Hardware Profiles - Multiple IP Address

G

Guest

I have multiple hardware profiles on a laptop. I am trying to get s specific
IP address configured for each profile. I copied the original (current
profile 1). When I boot up with one proifle and change the IP address, it
seems to follow all the profiles. I thought I should be able to have a
specific IP address config for each profile. Please help me out.
 
M

Mario Schmidt

Bracinowski said:
I have multiple hardware profiles on a laptop. I am trying to get s specific
IP address configured for each profile. I copied the original (current
profile 1). When I boot up with one proifle and change the IP address, it
seems to follow all the profiles. I thought I should be able to have a
specific IP address config for each profile. Please help me out.

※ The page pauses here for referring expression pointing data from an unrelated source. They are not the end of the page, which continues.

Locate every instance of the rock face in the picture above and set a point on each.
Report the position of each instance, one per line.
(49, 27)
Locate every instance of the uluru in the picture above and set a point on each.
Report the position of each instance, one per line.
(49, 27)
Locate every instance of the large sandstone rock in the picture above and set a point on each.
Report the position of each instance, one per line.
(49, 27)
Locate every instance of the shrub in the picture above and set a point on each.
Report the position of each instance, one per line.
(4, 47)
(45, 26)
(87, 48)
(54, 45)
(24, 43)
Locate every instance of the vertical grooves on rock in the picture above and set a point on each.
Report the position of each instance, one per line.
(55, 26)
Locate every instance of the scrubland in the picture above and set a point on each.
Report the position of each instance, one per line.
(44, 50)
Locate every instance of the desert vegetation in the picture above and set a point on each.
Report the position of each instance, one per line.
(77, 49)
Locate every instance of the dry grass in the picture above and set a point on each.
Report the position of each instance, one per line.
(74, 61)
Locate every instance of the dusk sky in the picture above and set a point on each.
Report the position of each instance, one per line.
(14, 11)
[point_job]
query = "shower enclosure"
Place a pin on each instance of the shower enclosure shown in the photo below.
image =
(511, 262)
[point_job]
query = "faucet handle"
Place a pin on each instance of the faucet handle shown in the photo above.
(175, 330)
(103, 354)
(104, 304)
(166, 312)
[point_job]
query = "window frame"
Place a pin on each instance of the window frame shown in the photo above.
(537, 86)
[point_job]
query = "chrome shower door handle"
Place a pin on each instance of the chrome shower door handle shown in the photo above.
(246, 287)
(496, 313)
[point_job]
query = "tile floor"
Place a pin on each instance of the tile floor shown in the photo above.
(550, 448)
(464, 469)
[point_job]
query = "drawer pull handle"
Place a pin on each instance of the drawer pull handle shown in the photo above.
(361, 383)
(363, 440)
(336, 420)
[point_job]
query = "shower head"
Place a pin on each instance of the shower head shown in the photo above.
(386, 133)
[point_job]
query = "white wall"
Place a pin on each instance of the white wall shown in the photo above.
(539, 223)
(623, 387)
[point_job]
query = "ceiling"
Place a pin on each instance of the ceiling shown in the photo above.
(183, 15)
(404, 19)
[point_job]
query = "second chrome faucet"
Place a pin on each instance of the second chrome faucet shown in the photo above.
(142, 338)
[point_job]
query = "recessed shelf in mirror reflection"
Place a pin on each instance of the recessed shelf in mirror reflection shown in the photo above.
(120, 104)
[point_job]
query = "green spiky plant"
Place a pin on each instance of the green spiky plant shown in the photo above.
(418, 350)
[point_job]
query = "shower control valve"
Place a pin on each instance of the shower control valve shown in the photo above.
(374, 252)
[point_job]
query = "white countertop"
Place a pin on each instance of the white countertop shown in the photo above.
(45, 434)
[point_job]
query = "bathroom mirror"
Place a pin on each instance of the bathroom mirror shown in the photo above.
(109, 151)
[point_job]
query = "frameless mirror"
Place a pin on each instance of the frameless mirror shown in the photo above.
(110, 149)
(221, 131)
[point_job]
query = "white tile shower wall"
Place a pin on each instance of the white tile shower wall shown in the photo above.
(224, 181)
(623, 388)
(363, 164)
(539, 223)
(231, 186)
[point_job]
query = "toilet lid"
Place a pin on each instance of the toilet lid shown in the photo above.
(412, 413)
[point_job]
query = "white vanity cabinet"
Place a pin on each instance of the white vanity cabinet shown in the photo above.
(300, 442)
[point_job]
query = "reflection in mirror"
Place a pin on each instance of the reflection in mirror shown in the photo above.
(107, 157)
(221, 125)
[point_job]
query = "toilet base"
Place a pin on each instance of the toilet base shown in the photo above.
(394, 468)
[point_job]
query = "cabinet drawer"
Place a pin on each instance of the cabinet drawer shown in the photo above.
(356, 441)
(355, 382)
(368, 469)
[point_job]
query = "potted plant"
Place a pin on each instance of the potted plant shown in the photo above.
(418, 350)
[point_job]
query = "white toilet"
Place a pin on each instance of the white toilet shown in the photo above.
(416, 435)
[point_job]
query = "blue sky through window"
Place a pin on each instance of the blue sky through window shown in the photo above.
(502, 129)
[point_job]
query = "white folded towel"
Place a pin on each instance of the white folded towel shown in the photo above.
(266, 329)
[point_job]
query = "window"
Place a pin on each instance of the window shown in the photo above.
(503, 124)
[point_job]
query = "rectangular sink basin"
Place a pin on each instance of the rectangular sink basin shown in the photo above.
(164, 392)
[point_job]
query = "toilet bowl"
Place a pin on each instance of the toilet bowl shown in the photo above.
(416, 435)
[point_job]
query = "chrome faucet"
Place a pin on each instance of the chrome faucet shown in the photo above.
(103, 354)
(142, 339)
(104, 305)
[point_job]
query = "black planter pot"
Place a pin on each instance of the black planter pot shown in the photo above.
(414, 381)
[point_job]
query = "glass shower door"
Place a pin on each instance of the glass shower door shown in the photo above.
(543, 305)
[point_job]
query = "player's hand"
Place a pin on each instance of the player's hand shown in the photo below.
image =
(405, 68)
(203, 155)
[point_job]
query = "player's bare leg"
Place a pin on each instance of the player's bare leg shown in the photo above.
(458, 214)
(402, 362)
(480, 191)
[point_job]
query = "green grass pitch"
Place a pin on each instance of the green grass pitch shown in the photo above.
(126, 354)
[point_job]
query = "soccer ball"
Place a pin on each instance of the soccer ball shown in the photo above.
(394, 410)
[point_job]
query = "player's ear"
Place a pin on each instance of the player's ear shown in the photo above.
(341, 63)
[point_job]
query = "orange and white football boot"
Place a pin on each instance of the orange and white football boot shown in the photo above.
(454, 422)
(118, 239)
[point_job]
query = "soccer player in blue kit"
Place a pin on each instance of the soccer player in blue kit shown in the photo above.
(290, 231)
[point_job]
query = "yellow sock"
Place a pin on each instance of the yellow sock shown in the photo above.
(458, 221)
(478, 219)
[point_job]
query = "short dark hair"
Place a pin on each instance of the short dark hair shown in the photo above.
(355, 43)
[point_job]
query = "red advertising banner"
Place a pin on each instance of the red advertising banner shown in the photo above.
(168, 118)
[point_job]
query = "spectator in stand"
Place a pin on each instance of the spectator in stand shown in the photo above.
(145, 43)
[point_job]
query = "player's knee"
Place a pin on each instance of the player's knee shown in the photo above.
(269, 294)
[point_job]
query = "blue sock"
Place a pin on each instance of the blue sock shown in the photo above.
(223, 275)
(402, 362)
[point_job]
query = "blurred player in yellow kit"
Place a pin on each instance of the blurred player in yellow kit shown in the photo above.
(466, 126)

No. Windows Hardware profiles affect only hardware devices. You get the
idea.
 
G

Guest

Then can someone tell me how users do this with laptops. I'm sure I'm not
the only user that uses static IP addresses with a laptop in different
locations. Or do those users physically go in to TCP/IP settings each time
and change it for each location? Also, why does Windows XP allow you to add
additional IP addresses? Thanks for your response.
 
M

Mario Schmidt

Bracinowski said:
Then can someone tell me how users do this with laptops. I'm sure I'm not
the only user that uses static IP addresses with a laptop in different
locations. Or do those users physically go in to TCP/IP settings each time
and change it for each location? Also, why does Windows XP allow you to add
additional IP addresses? Thanks for your response.

You may try mobilenetswitch from www.mobilenetswitch.com.

It can also change many other options depending on a location profile.
Tough it does not automatically switch profiles based on Accesspoints
ins range or MAC-Adresses in the other end of the cable.

I own an IBM Thinkpad which has a tool called "Access Connections" which
can do that automatically, but uses/wastes a large amount of RAM.
 
S

Shenan Stanley

Bracinowski said:
I have multiple hardware profiles on a laptop. I am trying to get
s specific IP address configured for each profile. I copied the
original (current profile 1). When I boot up with one proifle and
change the IP address, it seems to follow all the profiles. I
thought I should be able to have a specific IP address config for
each profile. Please help me out.

Mario said:
No. Windows Hardware profiles affect only hardware devices. You get
the idea.
Then can someone tell me how users do this with laptops. I'm sure
I'm not the only user that uses static IP addresses with a laptop in
different locations. Or do those users physically go in to TCP/IP
settings each time and change it for each location? Also, why does
Windows XP allow you to add additional IP addresses? Thanks for your
response.

NETSH scripts.. One for each different set of Network Settings. Sure -
you'll have to run them after you logon to change the network settings for
whatever situation uyou are in - but it is the easiest solution I know of
for what you are trying to accomplish.

As for why it allows you to add additional ones - because your NIC can have
more than one IP on a network.

If you meant the "Alternate Configuration" - well, I have set that up in the
past so if a user could not get DHCP - it set it up with a certain static
IP - so that when they were home, they had their personal DHCP network - but
at work - it connected using the alternate when it could not get a DHCP
address.

You can google for more help, but to get you started..

1.. Set up your network to work at location (1)
2.. From a command prompt, run:
netsh -c interface ip dump > c:\<location>.txt
The filename and path can be anything, it is just a text file: make sure
to name the file to reflect the location you're currently configuring (like
home.txt).
3.. Do this for every location you use your laptop.
4.. Now, whenever you need to load the settings you saved for a given
location, just open a command prompt and run: netsh -f c:\<location>.txt
You could - of course - have scripts run this for you.